Propeller in Non-Uniform Inflow

To simulate a propeller in its natural environment (behind a ship) the velocity distribution in front of the propeller, e.g. for a towed ship (nominal  wake field), can be imported. The panel code is able to include either measured wake field data or wake fields obtained by viscous CFD calculations, see also the numerical implementation for the inclusion of a ship's wake. The blockage of the ship and the influence of the ship's boundary-layer have an effect on the wake field and thus also affect the propeller's performance.

The velocities upstream of the propeller influence the hydrodynamic inflow-angle of the propeller blades at different circumferential positions. This results in thrust and torque fluctuations  if the wake field is non-uniform. If the characteristics of the wake field are known, cavitation and vibration analysis can follow up.

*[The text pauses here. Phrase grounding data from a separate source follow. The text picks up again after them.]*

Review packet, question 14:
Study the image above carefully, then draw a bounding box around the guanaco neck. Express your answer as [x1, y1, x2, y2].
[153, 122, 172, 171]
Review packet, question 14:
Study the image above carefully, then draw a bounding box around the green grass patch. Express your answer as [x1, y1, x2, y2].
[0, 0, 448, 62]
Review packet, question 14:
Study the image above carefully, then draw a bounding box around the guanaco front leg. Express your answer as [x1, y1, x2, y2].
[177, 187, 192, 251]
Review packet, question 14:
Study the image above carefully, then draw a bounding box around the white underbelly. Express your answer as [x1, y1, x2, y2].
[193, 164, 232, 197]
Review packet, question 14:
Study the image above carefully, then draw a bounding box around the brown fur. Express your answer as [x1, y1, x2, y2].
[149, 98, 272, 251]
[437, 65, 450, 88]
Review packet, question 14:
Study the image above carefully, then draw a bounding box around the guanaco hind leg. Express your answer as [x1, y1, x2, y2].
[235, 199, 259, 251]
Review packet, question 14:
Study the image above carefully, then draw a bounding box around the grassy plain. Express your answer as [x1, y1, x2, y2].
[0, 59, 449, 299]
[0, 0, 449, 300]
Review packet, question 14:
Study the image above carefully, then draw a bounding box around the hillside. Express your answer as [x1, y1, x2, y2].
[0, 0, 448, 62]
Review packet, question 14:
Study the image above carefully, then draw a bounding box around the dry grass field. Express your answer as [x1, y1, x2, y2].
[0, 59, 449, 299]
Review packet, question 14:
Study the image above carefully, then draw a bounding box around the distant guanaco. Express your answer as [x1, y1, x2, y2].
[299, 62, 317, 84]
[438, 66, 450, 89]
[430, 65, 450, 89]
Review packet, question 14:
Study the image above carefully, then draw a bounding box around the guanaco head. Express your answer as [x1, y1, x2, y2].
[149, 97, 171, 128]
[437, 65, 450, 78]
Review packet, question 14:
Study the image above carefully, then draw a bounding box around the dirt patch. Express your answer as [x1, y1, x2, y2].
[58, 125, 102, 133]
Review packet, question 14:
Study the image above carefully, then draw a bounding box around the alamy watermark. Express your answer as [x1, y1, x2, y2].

 Prediction of Wake Alignment

In panMARE the wake sheet is oriented along the flow lines, as described in detail in the numerical background. However, the prediction of the correct shape of a propeller's wake in unsteady inflow is challenging and requires multiple rotations for convergence. To reduce the required high computational effort, the boundary element method (BEM) has been coupled with a lifting line method, as described in detail in Wang (2020).

This coupled method uses the lifting line method for the wake alignment, while maintaining all of the BEM's abilities. The numerical results, including integral forces, pressure distributions and pressure variation histories, that can be obtained with this coupled method are very close to the results obtained by a much longer calculation using the uncoupled BEM. The maximum difference of intergral forces at normal loading conditions is less than 3%. Meanwhile, the coupling is able to reduce the computational effort by approximately 65%. With the coupled method unsteady propeller simulations can be performed in less than 10 minutes computation time.

The wake sheet geometries determined using the uncoupled BEM and the coupled Lifting Line and BEM method are visualised in Figure 2. The deformation of the wake in the upper region corresponds well with the dent of reduced inflow velocities in the wake field used for the simulation, which can be seen in Figure 1.